Molina has been seen on Broadway in Rock of Ages and Sweeney Todd, as well as Mary Zimmerman's Candide at the Huntington, Goodman and Shakespeare theatres. Tam appeared on Broadway in Lysistrata Jones, A Chorus Line and Les Misérables.
Created by original Sweeney Todd cast member Craig Lucas and Norman René, the original Off-Broadway run of Marry Me a Little debuted in 1981 starring Lucas and Suzanne Henry at the Actors' Playhouse.
The new production has choreography by Tony Award nominee Dan Knechtges (Lysistrata Jones, Spelling Bee, Xanadu), with set design by Steven Kemp, costume design by Jennifer Paar, lighting design by Josh Bradfor and prop design by Ricola Willie.
Marry Me a Little includes such songs as "So Many People," "The Girls of Summer," "All Things Bright and Beautiful," "There Won't Be Trumpets," "Can That Boy Foxtrot," "Bang!," "Your Eyes Are Blue," "Happily Ever After," "It Wasn't Meant to Happen" and "A Moment with You."

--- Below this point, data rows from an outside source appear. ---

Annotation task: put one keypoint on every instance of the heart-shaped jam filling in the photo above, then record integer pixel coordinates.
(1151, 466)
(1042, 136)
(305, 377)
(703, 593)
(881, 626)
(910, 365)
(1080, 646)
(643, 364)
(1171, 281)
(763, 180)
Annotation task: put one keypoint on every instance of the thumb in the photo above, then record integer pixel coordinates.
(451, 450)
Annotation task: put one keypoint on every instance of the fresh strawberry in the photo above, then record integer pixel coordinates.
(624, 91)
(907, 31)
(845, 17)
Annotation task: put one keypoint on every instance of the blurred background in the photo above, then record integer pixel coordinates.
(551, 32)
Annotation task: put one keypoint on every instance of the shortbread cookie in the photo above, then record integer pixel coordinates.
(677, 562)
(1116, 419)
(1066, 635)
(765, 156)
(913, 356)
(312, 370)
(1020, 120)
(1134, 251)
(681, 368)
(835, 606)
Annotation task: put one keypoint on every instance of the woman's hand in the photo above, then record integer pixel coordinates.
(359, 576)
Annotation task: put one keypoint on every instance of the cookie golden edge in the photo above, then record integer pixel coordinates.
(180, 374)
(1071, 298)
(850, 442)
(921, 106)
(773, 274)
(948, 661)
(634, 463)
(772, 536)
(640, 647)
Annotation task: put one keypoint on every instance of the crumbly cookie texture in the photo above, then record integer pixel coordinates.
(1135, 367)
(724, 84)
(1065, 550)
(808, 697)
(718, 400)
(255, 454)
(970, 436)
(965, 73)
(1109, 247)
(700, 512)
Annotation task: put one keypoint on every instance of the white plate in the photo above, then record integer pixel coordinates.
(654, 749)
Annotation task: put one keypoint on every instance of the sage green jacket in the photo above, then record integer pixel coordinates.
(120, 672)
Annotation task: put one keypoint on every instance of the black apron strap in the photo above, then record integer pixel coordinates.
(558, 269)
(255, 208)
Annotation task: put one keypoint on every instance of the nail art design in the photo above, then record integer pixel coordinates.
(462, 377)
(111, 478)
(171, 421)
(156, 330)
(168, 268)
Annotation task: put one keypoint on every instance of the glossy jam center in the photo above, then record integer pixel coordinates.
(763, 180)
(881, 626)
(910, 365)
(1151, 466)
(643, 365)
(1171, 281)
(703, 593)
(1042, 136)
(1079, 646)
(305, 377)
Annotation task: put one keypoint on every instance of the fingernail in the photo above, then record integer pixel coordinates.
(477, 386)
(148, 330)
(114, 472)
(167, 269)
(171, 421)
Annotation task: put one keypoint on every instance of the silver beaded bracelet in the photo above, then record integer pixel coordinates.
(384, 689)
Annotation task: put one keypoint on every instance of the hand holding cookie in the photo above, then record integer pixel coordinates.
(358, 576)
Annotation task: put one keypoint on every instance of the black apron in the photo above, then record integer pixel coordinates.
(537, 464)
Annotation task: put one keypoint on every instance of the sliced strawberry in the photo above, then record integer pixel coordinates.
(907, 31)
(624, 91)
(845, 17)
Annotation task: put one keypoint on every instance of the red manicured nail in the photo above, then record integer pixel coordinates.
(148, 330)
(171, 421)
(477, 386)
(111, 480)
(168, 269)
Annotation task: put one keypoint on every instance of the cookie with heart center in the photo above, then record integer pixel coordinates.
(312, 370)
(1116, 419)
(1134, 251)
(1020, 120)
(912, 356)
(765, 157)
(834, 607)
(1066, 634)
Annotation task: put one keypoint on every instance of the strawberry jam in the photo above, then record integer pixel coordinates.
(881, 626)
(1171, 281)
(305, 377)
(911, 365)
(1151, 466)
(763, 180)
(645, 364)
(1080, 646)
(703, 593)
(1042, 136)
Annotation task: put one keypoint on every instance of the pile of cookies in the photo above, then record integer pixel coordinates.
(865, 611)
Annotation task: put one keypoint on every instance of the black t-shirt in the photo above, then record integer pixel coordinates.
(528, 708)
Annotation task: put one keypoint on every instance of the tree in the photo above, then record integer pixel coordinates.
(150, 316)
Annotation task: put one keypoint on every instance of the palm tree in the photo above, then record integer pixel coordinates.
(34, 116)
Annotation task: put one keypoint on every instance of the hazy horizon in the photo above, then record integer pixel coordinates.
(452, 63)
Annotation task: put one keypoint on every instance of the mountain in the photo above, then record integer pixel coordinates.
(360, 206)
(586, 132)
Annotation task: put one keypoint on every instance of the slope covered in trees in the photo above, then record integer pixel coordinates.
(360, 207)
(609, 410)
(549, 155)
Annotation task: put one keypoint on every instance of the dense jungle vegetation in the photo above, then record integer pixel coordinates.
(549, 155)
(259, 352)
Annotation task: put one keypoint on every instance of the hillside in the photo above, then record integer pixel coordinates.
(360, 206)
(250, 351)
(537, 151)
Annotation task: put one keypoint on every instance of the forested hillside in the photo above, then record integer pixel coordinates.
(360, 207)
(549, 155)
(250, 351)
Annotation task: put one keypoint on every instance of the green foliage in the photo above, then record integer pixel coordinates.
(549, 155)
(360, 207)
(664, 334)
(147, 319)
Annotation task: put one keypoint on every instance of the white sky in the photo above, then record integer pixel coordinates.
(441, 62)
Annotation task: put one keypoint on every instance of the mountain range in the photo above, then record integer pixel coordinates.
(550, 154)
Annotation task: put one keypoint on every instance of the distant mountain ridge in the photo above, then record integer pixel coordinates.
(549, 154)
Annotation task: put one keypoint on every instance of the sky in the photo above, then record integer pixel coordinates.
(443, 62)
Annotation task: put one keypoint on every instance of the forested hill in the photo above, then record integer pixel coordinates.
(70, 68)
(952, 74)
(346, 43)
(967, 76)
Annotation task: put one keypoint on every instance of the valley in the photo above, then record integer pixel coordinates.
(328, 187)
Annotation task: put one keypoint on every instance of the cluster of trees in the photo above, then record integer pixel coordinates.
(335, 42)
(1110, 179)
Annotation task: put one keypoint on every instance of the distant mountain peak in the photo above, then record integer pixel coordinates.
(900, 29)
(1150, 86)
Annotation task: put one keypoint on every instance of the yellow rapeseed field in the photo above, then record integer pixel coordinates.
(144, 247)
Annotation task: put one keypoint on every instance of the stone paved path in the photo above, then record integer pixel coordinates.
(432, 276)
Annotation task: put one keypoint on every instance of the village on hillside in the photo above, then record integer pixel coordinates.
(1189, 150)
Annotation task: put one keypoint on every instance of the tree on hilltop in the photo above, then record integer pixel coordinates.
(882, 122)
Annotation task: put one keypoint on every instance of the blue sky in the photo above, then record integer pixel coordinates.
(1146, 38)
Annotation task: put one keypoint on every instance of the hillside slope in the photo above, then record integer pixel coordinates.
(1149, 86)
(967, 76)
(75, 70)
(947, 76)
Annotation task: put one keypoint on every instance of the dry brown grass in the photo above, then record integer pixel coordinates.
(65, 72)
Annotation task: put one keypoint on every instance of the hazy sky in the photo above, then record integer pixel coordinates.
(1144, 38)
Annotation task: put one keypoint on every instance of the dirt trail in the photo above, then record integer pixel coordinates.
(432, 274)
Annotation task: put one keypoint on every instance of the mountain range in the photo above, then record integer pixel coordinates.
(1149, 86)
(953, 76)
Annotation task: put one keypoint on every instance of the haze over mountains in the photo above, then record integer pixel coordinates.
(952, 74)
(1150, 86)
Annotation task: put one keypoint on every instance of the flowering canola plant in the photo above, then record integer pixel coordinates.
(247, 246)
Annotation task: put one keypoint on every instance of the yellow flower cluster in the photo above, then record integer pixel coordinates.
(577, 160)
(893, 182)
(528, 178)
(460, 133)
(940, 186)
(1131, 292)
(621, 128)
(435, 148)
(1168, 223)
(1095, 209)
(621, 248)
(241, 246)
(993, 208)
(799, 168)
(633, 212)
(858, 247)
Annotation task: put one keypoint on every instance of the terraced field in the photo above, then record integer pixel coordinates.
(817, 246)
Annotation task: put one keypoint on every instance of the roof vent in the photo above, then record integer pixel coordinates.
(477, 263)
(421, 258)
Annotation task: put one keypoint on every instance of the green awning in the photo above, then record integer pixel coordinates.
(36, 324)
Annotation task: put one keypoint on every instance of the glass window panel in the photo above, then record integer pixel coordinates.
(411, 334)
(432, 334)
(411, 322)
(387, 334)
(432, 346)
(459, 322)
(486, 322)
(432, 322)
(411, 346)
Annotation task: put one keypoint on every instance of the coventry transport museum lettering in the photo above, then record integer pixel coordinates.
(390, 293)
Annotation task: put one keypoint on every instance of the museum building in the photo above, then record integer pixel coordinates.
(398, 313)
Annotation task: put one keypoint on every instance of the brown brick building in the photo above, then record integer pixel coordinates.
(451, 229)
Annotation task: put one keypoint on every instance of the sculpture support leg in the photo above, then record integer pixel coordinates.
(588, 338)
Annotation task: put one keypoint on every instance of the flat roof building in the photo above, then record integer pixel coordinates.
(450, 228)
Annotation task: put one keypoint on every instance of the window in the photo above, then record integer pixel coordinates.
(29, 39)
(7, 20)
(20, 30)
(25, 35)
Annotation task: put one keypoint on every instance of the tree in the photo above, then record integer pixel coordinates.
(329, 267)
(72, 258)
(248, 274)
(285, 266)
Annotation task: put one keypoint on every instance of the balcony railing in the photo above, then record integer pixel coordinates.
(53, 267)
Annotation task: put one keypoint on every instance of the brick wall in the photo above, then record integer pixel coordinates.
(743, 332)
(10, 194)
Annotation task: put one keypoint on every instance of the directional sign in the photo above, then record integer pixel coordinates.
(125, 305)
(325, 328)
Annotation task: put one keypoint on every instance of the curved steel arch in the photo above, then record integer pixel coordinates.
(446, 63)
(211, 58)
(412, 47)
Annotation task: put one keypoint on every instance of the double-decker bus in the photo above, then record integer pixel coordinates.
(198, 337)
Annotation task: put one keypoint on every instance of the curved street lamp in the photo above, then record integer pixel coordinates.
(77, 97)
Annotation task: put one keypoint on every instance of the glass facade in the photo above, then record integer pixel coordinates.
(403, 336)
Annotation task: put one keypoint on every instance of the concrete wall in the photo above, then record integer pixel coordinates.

Here's how it's billed: "Weaving together several unknown Sondheim songs, Marry Me a Little tells the charming and bittersweet tale of love, loneliness and survival of the modern single. Two single strangers, left alone in their studio apartments on a Saturday night, pass their time with sweetly secret, shared fantasies, never knowing that they're just a floor away from each other and the end of their lonely dreams."